Comment êtes-vous devenue chanteuse et musicienne ?
Syna Awel : Ma grand-mère était conteuse, mon père auteur-compositeur et guitariste. Nous étions neuf enfants, tout le monde faisait de la musique dans la famille. J'ai commencé à intégrer des groupes de reprises, avant de composer mes propres chansons. Sinon, j'ai pris des cours de chant, y compris de chant lyrique, de solfège, de guitare et de piano.
Comment en êtes-vous arrivée à l'afrojazz ?
Syna Awel : J'ai toujours voulu une musique mixte, qui parle de moi - je suis de la biculturalité. C'était très important que j'aille puiser dans mes racines, mais je suis aussi née en France, donc je voulais quelque chose qui me représente. Le jazz est venu beaucoup plus tardivement. J'ai travaillé dans une salle de concert qui ne faisait que du jazz, et je l'ai découvert de cette façon. J'ai ensuite rencontré mon compagnon de vie, un grand passionné aussi du genre, qui m'a passionné avec lui. Je me suis rapprochée de musiciens issus du jazz, et on a fait ce mélange.
Vous êtes une grande voyageuse. Sont-ce principalement les voyages qui vous inspirent ?

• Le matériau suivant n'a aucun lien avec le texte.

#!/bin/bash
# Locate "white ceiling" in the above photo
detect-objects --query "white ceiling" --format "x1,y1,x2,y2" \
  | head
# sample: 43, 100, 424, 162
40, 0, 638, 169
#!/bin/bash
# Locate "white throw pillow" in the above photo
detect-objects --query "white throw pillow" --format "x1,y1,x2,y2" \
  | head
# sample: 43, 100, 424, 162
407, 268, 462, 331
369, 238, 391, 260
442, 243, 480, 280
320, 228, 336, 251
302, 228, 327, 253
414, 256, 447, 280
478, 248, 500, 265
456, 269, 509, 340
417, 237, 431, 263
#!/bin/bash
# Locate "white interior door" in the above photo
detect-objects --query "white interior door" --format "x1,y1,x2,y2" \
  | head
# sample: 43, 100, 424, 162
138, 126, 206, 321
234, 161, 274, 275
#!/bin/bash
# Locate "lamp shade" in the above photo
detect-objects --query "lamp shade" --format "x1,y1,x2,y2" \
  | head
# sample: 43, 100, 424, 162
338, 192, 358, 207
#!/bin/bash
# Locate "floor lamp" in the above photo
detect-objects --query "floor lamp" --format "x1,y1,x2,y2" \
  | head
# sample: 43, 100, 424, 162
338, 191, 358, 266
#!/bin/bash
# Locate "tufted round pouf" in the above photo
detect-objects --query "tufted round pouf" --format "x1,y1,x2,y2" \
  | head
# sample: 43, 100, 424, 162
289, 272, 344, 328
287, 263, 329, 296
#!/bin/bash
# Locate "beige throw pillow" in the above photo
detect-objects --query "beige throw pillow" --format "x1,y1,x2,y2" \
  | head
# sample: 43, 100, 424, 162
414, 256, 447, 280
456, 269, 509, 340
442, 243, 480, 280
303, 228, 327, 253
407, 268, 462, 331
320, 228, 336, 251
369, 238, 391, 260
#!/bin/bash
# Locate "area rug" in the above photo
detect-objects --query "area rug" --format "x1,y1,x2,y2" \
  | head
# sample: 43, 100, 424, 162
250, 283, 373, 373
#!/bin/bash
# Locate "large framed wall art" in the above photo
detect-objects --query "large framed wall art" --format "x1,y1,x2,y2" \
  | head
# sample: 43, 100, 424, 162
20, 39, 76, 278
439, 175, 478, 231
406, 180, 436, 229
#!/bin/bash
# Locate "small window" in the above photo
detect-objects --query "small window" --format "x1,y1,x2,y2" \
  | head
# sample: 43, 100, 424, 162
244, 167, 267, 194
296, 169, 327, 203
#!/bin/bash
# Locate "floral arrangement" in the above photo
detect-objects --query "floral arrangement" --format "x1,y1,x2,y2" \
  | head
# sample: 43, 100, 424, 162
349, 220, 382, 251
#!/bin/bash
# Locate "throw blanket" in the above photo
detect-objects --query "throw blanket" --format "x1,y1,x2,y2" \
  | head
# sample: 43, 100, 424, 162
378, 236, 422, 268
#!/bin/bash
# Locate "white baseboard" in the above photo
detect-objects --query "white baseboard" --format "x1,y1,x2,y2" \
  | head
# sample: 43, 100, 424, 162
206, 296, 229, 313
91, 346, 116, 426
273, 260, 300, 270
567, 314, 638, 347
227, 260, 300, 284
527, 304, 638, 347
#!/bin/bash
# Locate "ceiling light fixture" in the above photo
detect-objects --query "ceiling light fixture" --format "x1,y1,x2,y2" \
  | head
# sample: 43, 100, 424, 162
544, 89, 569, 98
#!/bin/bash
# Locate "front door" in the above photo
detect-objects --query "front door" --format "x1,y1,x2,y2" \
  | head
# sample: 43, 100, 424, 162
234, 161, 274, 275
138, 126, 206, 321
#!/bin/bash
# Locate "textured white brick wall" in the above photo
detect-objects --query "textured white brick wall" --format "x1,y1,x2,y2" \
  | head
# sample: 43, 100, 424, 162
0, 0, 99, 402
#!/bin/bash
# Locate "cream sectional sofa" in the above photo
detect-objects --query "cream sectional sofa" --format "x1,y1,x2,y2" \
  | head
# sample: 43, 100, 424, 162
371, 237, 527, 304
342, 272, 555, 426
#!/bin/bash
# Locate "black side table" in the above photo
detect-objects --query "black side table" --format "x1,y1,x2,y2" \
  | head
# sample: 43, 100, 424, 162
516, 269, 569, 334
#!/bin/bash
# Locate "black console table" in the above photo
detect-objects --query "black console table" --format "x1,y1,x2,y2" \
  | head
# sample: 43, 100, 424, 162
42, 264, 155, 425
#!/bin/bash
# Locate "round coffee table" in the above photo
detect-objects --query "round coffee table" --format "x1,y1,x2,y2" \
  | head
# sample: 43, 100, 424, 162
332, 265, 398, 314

Syna Awel : Les voyages m’inspirent énormément, comme ils inspirent ma vie de manière générale, et depuis longtemps. J’ai toujours été attirée par des cultures et des manières de vivre différentes. A la base, c’est l’être humain qui me passionne : la façon de penser, de fonctionner, de vivre. Quand j’ai vu qu’il y avait différentes cultures et qu’on pouvait appréhender les choses et la vie différemment, en fonction de la culture, j’ai eu cette attirance particulière. J’adore rencontrer des gens différents, leur apporter un peu de moi et qu’ils m’apportent un peu d’eux.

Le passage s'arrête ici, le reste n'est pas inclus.